Muchos coinciden en que
Jaime Jaramillo Escobar es el mejor poeta colombiano vivo. Que por culpa de su
timidez no es más reconocido. Está protegido del sol de las vanidades, lo cual
a muchos extraña por su oficio de publicista.
El fundador del
Nadaísmo, Gonzalo Arango, en su reportaje El poeta X-504: un
artista con placa de carro, publicado en Cromos hace ya 44 años y cinco meses, dos
días antes de su trigésimo cuarto cumpleaños —Jaime nació el 25 de mayo de 1932—
dijo: “de X-504 se dice que es el mejor poeta de nuestra generación nadaísta
(con perdón de los otros mejores)”.
Darío Jaramillo Agudelo
también tiene ese pensamiento.

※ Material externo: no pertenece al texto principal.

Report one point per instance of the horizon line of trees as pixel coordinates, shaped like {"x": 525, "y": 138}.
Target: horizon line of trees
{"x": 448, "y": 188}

Verano Brisas dice que “pocos sabemos que
estamos en presencia de un Quevedo o de alguien de esa magnitud; solo en unos
años se logrará entender su dimensión poética”.
Jaime, según contó en un
reportaje, llama timidez al respeto por los demás. Pero esa característica
también se acompaña de un desdén por la fama que no tiene par. Cuenta Darío que
sabe de al menos dos invitaciones a festivales españoles de poesía, uno en
Logroño, otro en Córdoba, donde tiene muchos seguidores, que ha rechazado.
—Me encargaron: “como
eres tan amigo suyo, convéncelo de venir” —recordó el autor de Cantar por cantar—. Le transmití la
inquietud. Me dijo: ‘voy a pensarlo y luego hablamos’. Antes de cinco minutos
abrí mis correos electrónicos y encontré un mensaje suyo que decía: “Solo sé
que no quiero ir a España y que no sé cómo decírtelo”.
Apenas ha salido del
país a Venezuela, invitado por el poeta Santos López (el autor de El
cielo entre cenizas) a
un festival de poesía y esto porque el venezolano es un brujo indígena y lo
amenazó con hacerle un hechizo en caso de que no fuera.
Este hombre trasnochador
y cibernauta, quien se tomó la vocería de la Muerte y dijo un día para
siempre “A vosotros, los que en estos momentos estáis agonizando en todo el
mundo: os aviso que mañana no habrá desayuno para vosotros”, es un tipo natural
del que todo el mundo sabe que escribe y vive desnudo en su apartamento y ni
siquiera corre a vestirse cuando un visitante inoportuno llega, si se trata de
uno de sus escasos amigos, pues no tiene nada que esconder.
Dio otra muestra de
rigor tras el ensayo de la Velada nadaísta, como oportunamente alguno de los
integrantes del grupo teatral denominó la presentación de Tres
poemas ilustrados. Vestido
con camisa cerrada hasta el cuello y pantalón con quiebre inmaculado, con una
quietud de estatua, el poeta leyó con su voz dramática y profunda el poema El
circo:
Los
camellos de Arabia Saudita, como reyes destronados, con sus jorobas llenas de
oro, saltan con dignidad y con indiferencia un bambú atravesado a baja altura
sobre la pista principal. En la pista lateral los elefantes hacen maromas en un
solo pie, barritan para agradecer los aplausos, un niño llora. No debieran
traer niños al circo (…)
Mientras tanto, detrás
de él se dibujaba, con actores y actrices de verdad, una escena circense. Al
terminar, como cualquiera de los actores, recibió callado y disciplinado las
observaciones de marcación espacial del director:
—Cuando llegue a los
versos sobre el poeta, párese en este punto, más cerca al bordo del escenario.
Y él mismo, autocrítico,
observó:
—Debo mejorar la subida
de las escaleras. Esta vez comencé a subir con el pie que no era.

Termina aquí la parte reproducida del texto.